Finally, in California, there are also concerns about fracking’s significant water use during drought conditions, and about the disposal of wastewater, which has been linked to small-scale earthquakes. Cyclic steam injections used in unconventional oil and gas recovery also carry similar risks – millions of gallons of water are required for steam heating, leading to problems of aquifer depletion and contaminated wastewater.
The risks posed by fracking are worrisome in part because there is no national regulatory framework governing it, only a “patchwork” of inconsistent regulations that leave open the potential for spills, contamination and other ill effects throughout the country.
Although there are numerous other federal environmental regulations that explicitly preempt state law to ensure national uniformity, prior to the passage of Measure J in 2014, the federal government had taken little action to regulate fracking.
Despite extensive federal environmental legislative activity from 1969 through the 1980s, fracking operations and its roughly thirty affiliated and component processes fell through the cracks. This trend continued in 2005 when Congress explicitly exempted most types of fracking from the federal Safe Water Drinking Act.
Despite that statute’s goal of protecting public and municipal water supplies, the impacts of “underground injection and disposal of hazardous substances” on water quality were ignored. More fracking explanation can be found here.
More recently, the federal government started taking small steps toward regulating fracking.
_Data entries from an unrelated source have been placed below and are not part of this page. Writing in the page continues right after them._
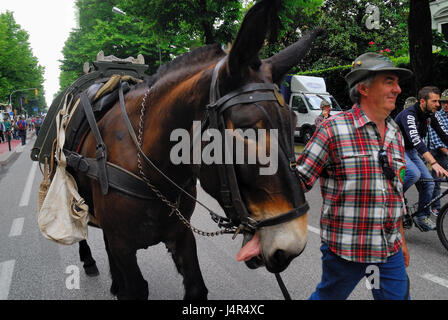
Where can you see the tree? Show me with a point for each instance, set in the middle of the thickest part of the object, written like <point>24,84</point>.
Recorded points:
<point>158,29</point>
<point>420,42</point>
<point>19,69</point>
<point>349,30</point>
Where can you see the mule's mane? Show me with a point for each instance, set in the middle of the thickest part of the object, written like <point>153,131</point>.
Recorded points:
<point>190,62</point>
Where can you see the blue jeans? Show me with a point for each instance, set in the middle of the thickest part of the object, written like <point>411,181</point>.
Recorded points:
<point>416,169</point>
<point>340,277</point>
<point>441,159</point>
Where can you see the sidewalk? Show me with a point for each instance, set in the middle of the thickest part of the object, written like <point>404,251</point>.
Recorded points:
<point>5,154</point>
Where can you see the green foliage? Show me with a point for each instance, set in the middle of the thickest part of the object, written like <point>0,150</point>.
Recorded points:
<point>336,85</point>
<point>348,35</point>
<point>157,29</point>
<point>19,69</point>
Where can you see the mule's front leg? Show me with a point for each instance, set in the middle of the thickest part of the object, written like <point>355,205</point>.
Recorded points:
<point>184,253</point>
<point>131,284</point>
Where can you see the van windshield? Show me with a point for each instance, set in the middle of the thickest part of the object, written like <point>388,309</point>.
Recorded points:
<point>314,101</point>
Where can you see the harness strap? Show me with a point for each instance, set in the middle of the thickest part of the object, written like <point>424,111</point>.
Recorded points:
<point>101,153</point>
<point>118,177</point>
<point>295,213</point>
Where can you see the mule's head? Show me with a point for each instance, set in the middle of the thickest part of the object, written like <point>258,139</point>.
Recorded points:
<point>262,149</point>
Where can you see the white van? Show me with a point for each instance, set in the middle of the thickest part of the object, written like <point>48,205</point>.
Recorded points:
<point>305,93</point>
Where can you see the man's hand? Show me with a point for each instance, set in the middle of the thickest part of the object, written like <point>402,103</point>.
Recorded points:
<point>439,170</point>
<point>406,255</point>
<point>404,247</point>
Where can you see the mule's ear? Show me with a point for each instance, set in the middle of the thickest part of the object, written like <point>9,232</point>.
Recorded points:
<point>251,36</point>
<point>283,61</point>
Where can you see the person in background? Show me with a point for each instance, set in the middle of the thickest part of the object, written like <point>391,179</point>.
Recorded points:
<point>410,101</point>
<point>413,123</point>
<point>2,130</point>
<point>438,149</point>
<point>37,124</point>
<point>325,114</point>
<point>21,126</point>
<point>8,131</point>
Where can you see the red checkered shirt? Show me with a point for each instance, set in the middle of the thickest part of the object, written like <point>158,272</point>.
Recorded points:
<point>361,209</point>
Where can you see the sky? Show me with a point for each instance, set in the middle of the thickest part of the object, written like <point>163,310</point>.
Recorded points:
<point>48,23</point>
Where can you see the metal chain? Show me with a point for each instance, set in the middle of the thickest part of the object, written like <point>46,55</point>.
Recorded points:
<point>174,207</point>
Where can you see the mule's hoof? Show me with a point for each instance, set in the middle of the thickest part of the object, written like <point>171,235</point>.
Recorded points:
<point>91,270</point>
<point>114,288</point>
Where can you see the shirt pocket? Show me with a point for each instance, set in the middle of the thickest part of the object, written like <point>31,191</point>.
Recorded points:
<point>399,166</point>
<point>354,165</point>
These included announcing a long-term research plan to explore the impacts of fracking, finalizing new Clean Air Act rules to limit emissions of some air pollutants, and adopting regulations that create basic fracking standards for drilling on public lands. These drilling standards, however, do not apply to private or state-owned land.
Recent California state legislation on fracking applies to operations throughout the state but takes somewhat of a ‘light touch’ approach to regulating drilling operations. Senate Bill 4 (SB), passed in 2013, is basically a type of permitting and disclosure scheme in which fracking operations can continue so long as operators meet basic requirements.
These requirements include groundwater and air quality monitoring, public disclosure of all chemicals used, and neighbor notification before well stimulation takes place. At the time of its passage, critics were upset that SB 4 did not go much further than public disclosure and neighborhood notification of dangerous drilling operations; many environmental groups had sought a full ban or more strict regulation.
Most importantly, SB 4 does not expressly preempt local law; instead, it contains provisions that “explicitly preserve local authority.” A more robust state law may have stopped local initiatives from taking root – two separate district courts have found that state law preempts the ability of local or county governments to ban fracking.
A Colorado district court held that a voter-approved fracking ban in Longmont was preempted by the Colorado Oil and Gas Conservation Act, and a New Mexico district court found a Mora County Ban preempted by state law.